27 juin 2013 / 12:33 / dans 4 ans

Christian Noyer met en garde contre le déficit courant persistant

La persistance d'un déficit important des transactions courantes, en particulier vis-à-vis de la zone euro, illustre le manque de compétitivité de la France et impose un accroissement des emprunts à l'étranger risquant à son tour de creuser le solde négatif, prévient le gouverneur de la Banque de France Christian Noyer. /Photo d'archives/REUTERS/Yuri Gripas

PARIS (Reuters) - La persistance d‘un déficit important des transactions courantes, en particulier vis-à-vis de la zone euro, illustre le manque de compétitivité de la France et impose un accroissement des emprunts à l‘étranger risquant à son tour de creuser le solde négatif, a prévenu jeudi le gouverneur de la Banque de France.

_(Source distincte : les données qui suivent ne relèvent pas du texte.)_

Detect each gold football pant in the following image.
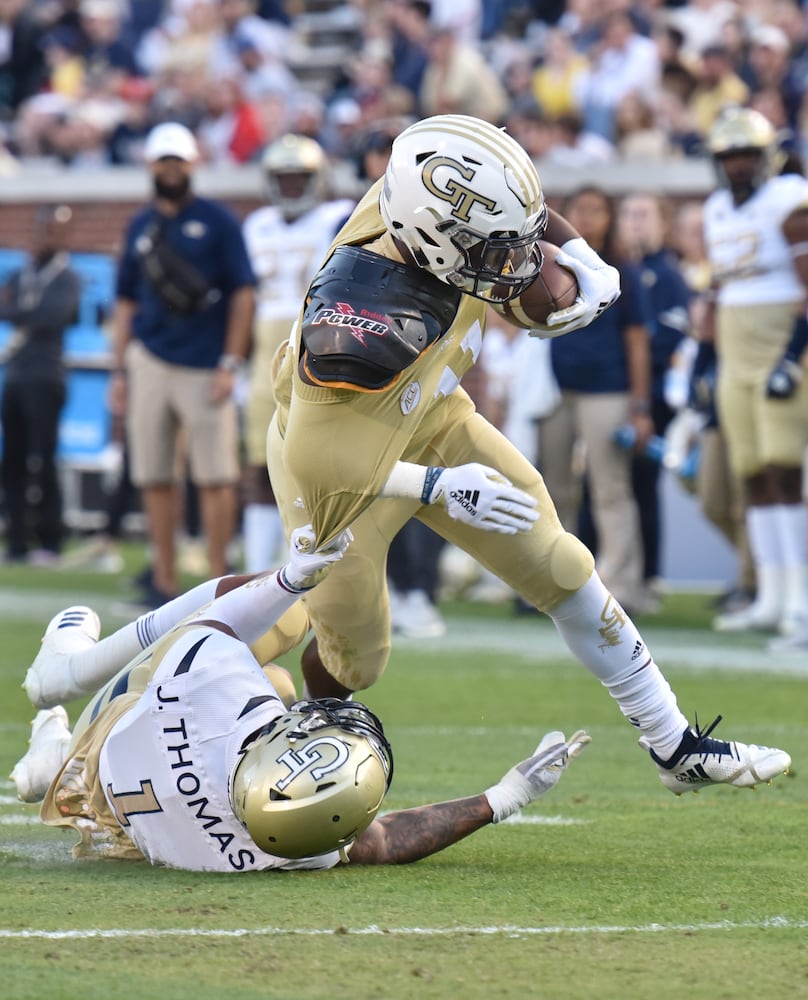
[268,394,593,690]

Le déficit des comptes courants de la France, qui retracent les flux de biens et services, de revenus, de transferts de capitaux et les flux financiers entre la France et le reste du monde, s‘est creusé à 44,4 milliards d‘euros en 2012 après 35,2 milliards l‘année précédente, selon le dernier rapport annuel sur la balance des paiements réalisé par la Banque de France et publié jeudi.

Le déficit des transactions courantes est persistant depuis 2005 et représente en cumul un peu plus de 200 milliards alors que le cumul des excédents observés durant les huit années précédentes atteignait aussi 200 milliards, a relevé Christian Noyer.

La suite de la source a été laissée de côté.